I'm taking a distance course in C++ programming and problem solving at the univiersity of Saarland.
I'm a totaly beginner with programming and I have only studied a basic course in C-programming before.
At the moment I'm studing for the exam by looking at old exams and I stumbled over an exam task I do not understand how to solve.
So now I'm reaching out for help from you more experienced guys! :)
Please note that I would preffer to only get hints about how to solve this, not an entire solution, in order to learn.
The question is about correcting an implementation of a simple stack built with templates and then to write a small program that uses the stack class.
I have managed to correct the stack implementation so the stack works as intended. The stack is implemented using templates and under the hood it uses
only a simple array with 15 elements.
The stack has the following operations:
push() - push a element on to the stack
pop() - pop the top element from the stack
top() - returns the top most element of the stack
empty() - returns true if stack is empy, false otherwise
full() - return true if stack is full, false otherwise
The above works just fine and I have tested the stack implementation as a Stack<int>, Stack<string>, Stack<char> and Stack<bool>.
However, my problem lays in the program using the stack. The program shall read a line from stdin and print words in the same order as entered but print
integers in the reversed order and print everything to stdout. Below follows some examples for clarification:
Example 1:
input: one two three four five
output: one two three four five
Example 2:
input: 1 2 3 4 5
output: 5 4 3 2 1
Example 3:
input: one two 3 4 5 six seven 8 9 ten
output: one two 9 8 5 six seven 4 3 ten
The program also has the following requirements:
1. Multiple values are only allowed to be stored in my stack implementation
2. I may use as many stacks as I want
3. It is ok to assume that the user only enters strings and integers and no more than 15 of each kind on a single line
So far I have done the following:
1. I have created three stacks, one Stack<int> and two Stack<string>
2. I read an entire line and steps throu and determines which are integers and which are strings
3. I push the integers and strings into the corresponding stack.

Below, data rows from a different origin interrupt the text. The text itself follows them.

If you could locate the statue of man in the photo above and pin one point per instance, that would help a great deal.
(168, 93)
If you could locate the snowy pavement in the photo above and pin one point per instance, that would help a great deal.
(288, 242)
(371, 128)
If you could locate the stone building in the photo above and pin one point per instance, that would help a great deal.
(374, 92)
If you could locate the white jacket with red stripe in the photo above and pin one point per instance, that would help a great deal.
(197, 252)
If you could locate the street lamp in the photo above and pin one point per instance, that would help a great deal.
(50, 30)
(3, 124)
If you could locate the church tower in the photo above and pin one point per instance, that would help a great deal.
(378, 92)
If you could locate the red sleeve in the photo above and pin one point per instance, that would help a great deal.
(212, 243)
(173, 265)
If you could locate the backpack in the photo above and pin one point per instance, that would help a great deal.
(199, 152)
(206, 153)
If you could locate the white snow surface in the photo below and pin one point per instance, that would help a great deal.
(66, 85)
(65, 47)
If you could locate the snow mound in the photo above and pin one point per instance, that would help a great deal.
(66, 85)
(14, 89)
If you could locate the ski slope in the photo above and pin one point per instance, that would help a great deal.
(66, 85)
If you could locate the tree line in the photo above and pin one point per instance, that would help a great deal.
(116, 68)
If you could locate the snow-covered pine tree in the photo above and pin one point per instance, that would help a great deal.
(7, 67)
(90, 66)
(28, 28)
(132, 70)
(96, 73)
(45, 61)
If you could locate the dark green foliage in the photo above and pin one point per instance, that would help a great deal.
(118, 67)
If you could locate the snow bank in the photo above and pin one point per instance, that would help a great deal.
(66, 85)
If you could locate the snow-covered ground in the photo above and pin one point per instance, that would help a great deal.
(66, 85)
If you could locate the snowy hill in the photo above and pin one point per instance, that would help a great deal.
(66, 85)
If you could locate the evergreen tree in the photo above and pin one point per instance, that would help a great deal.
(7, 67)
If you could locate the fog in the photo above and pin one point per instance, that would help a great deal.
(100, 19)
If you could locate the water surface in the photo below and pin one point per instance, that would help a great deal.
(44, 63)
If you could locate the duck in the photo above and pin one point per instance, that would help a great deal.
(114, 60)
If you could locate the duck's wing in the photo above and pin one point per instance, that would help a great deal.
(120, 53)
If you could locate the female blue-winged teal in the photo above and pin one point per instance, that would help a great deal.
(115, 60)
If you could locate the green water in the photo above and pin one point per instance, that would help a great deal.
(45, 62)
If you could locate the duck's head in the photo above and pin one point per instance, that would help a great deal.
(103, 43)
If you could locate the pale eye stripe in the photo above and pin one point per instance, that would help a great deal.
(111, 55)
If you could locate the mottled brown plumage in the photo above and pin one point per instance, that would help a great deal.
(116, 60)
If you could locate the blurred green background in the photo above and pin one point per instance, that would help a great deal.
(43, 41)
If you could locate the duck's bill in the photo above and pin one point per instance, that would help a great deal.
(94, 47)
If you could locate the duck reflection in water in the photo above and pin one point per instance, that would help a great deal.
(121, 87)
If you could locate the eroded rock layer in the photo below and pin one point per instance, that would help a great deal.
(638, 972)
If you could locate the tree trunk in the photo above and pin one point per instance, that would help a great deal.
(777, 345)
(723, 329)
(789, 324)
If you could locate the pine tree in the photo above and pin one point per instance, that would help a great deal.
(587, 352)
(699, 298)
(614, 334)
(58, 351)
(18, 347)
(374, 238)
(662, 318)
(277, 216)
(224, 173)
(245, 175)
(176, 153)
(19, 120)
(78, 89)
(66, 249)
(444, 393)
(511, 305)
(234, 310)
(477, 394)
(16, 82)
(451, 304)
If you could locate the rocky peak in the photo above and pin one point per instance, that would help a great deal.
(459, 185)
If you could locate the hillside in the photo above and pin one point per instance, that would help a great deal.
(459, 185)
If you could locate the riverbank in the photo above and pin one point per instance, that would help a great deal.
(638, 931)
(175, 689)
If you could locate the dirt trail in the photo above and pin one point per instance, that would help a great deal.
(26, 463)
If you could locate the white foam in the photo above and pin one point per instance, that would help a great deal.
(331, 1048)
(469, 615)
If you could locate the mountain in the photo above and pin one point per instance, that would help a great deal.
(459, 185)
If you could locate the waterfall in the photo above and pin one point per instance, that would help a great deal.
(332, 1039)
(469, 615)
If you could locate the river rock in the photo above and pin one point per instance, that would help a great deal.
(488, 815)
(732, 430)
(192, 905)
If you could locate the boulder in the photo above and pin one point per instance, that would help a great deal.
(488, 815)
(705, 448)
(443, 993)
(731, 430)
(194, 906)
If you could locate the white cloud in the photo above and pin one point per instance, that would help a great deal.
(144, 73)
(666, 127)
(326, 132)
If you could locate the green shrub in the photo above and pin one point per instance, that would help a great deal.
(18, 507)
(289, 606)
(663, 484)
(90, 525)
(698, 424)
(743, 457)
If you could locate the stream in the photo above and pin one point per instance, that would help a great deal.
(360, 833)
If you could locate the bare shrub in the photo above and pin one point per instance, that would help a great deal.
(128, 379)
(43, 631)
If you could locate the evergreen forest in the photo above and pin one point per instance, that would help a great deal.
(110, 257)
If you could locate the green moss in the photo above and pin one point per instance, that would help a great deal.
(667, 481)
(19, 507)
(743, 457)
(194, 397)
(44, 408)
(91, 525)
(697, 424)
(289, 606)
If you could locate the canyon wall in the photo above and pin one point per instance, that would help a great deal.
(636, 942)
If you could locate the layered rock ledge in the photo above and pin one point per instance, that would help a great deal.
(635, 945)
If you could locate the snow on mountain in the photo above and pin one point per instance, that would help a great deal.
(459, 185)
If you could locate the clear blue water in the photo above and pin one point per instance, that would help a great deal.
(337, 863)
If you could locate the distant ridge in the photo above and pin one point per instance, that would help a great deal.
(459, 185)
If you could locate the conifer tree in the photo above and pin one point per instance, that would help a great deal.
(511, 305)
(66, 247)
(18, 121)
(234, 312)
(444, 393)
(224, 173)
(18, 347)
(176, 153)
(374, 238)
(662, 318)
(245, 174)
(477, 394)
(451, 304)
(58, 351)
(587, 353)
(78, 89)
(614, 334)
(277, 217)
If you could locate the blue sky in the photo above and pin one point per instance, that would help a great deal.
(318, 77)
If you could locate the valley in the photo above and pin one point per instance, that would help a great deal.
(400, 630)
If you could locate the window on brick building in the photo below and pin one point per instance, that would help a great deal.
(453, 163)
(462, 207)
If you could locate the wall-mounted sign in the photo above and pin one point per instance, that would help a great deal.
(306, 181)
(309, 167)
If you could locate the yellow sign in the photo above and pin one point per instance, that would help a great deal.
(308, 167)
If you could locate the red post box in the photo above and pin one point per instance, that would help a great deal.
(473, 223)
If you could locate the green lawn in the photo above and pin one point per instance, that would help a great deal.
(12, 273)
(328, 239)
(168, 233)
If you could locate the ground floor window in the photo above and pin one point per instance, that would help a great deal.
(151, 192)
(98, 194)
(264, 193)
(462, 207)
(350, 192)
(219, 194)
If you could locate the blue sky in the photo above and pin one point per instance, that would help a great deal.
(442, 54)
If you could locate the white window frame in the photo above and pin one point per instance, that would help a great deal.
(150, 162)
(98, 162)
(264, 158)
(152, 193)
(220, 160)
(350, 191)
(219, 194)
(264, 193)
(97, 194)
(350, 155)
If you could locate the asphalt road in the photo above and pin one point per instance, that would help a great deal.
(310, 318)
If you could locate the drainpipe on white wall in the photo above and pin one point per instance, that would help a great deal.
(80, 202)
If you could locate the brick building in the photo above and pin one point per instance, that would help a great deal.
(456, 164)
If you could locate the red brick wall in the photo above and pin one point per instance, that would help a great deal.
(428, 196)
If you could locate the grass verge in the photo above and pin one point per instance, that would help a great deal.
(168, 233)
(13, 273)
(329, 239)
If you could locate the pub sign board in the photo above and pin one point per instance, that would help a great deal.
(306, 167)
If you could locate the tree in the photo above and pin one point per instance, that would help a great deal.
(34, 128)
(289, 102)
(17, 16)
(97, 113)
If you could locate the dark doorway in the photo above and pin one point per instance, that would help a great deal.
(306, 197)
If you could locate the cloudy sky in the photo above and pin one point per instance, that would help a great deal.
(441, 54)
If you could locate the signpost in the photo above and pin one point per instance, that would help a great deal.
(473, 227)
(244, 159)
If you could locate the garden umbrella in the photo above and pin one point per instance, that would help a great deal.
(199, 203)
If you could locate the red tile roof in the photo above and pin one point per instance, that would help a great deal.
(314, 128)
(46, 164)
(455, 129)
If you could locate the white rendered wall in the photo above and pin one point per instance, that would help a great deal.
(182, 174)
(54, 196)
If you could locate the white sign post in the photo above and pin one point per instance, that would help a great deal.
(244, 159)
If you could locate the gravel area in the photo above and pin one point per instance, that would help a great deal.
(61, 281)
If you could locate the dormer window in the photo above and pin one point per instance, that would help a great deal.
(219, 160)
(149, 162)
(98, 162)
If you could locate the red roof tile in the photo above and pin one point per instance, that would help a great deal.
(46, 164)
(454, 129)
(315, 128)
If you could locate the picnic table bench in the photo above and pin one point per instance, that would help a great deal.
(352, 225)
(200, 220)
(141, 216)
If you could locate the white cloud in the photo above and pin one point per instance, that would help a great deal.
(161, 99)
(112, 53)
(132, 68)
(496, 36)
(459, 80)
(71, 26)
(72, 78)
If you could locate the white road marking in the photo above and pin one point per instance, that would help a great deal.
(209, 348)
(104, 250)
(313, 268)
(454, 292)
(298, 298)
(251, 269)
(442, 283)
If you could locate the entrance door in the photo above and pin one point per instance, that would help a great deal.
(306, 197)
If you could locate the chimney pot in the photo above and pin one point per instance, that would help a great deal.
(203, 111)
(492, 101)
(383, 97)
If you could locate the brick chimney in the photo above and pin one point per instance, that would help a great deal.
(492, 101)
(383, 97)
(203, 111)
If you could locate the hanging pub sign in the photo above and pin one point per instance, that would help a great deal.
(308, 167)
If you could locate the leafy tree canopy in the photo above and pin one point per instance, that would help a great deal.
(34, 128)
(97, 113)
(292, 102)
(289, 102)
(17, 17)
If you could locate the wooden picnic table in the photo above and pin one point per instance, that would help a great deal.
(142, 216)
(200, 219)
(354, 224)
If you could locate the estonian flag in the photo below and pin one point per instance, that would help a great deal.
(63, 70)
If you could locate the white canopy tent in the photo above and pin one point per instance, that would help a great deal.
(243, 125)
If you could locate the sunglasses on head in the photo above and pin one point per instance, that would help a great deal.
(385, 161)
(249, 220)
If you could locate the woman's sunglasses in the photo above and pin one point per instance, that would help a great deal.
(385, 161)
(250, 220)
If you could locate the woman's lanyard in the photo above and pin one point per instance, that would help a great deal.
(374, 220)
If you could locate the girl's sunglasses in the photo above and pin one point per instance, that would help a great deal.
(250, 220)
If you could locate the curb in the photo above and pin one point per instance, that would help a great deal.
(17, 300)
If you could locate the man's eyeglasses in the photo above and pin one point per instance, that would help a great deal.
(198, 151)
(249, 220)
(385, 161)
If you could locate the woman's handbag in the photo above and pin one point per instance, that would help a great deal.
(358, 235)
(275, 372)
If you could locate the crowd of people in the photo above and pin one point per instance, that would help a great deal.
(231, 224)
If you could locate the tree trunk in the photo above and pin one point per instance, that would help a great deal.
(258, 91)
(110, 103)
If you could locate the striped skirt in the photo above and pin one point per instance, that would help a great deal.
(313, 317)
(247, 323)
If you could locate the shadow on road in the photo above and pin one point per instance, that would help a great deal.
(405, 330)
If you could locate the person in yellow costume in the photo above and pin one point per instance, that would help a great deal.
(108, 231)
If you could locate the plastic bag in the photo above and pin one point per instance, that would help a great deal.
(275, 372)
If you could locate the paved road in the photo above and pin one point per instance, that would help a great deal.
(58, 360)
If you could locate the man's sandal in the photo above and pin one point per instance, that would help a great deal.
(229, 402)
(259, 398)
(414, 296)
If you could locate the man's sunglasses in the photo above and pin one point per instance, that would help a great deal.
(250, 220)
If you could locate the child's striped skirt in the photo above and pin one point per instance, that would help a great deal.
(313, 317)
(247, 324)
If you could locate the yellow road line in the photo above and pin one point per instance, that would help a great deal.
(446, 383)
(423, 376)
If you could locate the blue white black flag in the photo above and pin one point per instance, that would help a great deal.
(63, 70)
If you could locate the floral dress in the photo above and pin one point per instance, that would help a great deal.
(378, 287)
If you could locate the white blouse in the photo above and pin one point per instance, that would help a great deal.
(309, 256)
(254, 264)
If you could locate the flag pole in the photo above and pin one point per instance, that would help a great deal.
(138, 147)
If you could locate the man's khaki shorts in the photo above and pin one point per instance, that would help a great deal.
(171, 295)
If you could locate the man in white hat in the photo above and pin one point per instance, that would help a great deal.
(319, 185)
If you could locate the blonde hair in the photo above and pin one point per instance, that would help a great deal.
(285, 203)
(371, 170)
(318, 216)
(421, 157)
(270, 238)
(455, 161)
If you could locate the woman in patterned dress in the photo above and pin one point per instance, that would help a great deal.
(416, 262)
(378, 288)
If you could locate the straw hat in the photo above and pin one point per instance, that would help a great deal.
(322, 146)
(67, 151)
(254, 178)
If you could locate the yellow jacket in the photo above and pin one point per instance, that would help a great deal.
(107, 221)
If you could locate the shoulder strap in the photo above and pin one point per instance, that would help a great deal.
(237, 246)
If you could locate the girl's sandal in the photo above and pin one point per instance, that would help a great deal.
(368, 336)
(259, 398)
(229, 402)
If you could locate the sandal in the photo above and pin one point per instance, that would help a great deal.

4. When entire line is parsed, I pop all elements in the Stack<string> and pushes them into the second String<stack> (in order to be able to push the second String<stack> and get the strings in original order).
5. I pop both Stack<int> and second Stack<string> and print to stdout.
The above steps take care of example 1 and 2 above without problem. But I cannot figure out how to created example 3, i.e. I do not understand how to
control the order of strings and integers so that the output has the same format, e.g. string string int int int string string int int string in the
above example.
Do anyone of you guys understand how to solve this? If so, can you please point me in the right direction? And as I stated before, I would like to only
get hints about this in order to see if I can figure the rest out by myself. :)
You could maintain another stack of integers, or array of integers that just stores 0's and 1's. The 0's can correspond to strings, and the 1's can correspond to integers. Then you read the next value from that stack to determine which data type you should retrieve next. You would populate the new array while reading in your original string from the user. An array of size 30 would guarantee there is enough space to fit 15 of each data type.
To print the final solution, loop through the 0's and 1's array, and for each 0, pop your string stack and for each 1, pop your integer stack.
thanks for the answer but I do not think that will solve the task. This because of two reasons:
1. "Multiple values are only allowed to be stored in my stack implementation", i.e. no extra array is allowed.
2. Using a Stack<int> for store the order is sufficient as long as they are no more than totally 15 elements (integers and strings) on one line, but "no more than 15 of each kind on a single line" says that it should be possible to have up to 30 elements on a line. So another stack will not have enough room to store the "format" information for such line since the given simple stack only has room for 15 elements.
Thanks for your response anyway.
Do you or someone else have another solution?
Hm, you have a point there kesikverto, that will probably work just fine.
But isn't that kinda ugly to use a stack with stacks only for storing the order?
To me, that feels like a hack and I cannot believe that the course at the university has an exam task that will require such a thing, or?
Maybe I'm wrong since I have little experience in programming and C++.
Are they no one that can figure out a cleaner solution to this task?
(Or maybe it is no other solution even though I would prefer one) :)
Fair point, however, I still belive that the exam maker have another solution in mind.
Anyone else that have any suggestions how to attack this problem?
Cheat a bit , have a stack of string that only has one element , that string is made up of 0's and 1's
Or simply , Use a string or if you know/are allowed to use bit manipulations , use an unsigned integer (or uint32_t )and use its bits to set whether there's a string or int next.
Sorry for taking so long to get back to you. Since you can only have stacks as data structures, you can create another stack of ints and store the index of the string or int in the original input. The stack will need to be reversed like your int stack, but then as you're printing the final output, keep a counter, and whenever the counter equals the top value in your index array, print the corresponding data type, then pop that stack. Otherwise, print the opposite data type.